SL and I have disagreed about the negotiation of minority group rights where Islam and Assistance Dogs are concerned for example. Her argument is that it becomes a question of capacity – the Liberty Right to religious belief has to be downgraded to a Claim Right in this instance because the Muslim belief that dogs are “unclean” is trumped by the rights of disabled people to have a life, basically because you can choose your religion whereas “no one has ever said please God, make me disabled”. I have to disagree with her on this. For a start because there are recognised sexual fetishes around disability and amputees (sometimes mistaken for apotemnophilia which is actually a form of Body Integrity Identity Disorder) but mainly because I’m honestly not sure how voluntary religion actually is. For example I have absolutely no idea how it is possible for someone to “convert” to a religion in order to marry the love of their life. If I believed in what Catholics believed then I’d be Catholic (or Jewish, or Muslim etc), not a Quaker. For some of us religion isn’t software that you install as you go along in life, it’s more like an operating system that provides the platform on which you build and install all your IRL apps.
I’ve been thinking about these issues this week whilst financial warfare has raged across the Australian blogosphere over what appears to be a conflict about the opinions of two minorities about each other – those who are Christian and those who are LGBT. Easy argument you might think – you can choose your religion but you can’t choose your sexual orientation therefore Christians should just shut up and cede the Claim Right of religious belief to the trumping Liberty Right of the LGBT community to a peaceful and equal life.

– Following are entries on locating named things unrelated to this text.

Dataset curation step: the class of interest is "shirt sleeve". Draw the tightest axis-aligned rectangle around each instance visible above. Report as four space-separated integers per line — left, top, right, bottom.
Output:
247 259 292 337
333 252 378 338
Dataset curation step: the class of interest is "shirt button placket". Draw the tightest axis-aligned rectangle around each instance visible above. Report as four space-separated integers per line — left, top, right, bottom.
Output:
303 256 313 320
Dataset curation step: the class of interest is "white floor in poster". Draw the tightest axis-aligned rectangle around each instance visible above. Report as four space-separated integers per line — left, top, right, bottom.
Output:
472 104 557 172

Peace and Equality are two of the four Quaker testimonies – the Religious Society of Friends actually has no creed beyond the universal agreement “That there is that of God in everyone” – so I’m all for a peaceful and equal life. But in fact I believe in equality not because I am a Quaker, rather, I am a Quaker because I believe in equality. That is significant. In 2009 we became the first church to publicly support gay marriage which is unusual given the traditional hostility of the three main monotheisms towards same-sex attraction. Personally I feel extremely offended by Muslim behaviour towards my dog… but I have difficulty denying them the Liberty Right to feel that way even though we disagree. I wish I had a solution.
But I’d like to suggest an experiment to those in the LGBT community who’d like to see Christians like those commenting on the Muehlenberg article over at OnLineOpinion excluded from public discourse entirely. What if people like Muehlenberg don’t believe that homosexuality is a perversion or abomination because that’s what their specific scriptures tell them, but from a deep instinct that same-sex attraction is WRONG? What if that instinct comes from the same well of conscience and conviction that your understanding of your own sexuality comes from? And if it does, or even might, how does this make you any better than those who want to bully you for being “a fag”?
I really despise bullies… because it’s been my experience that when we can’t live with difference, people are inclined to die.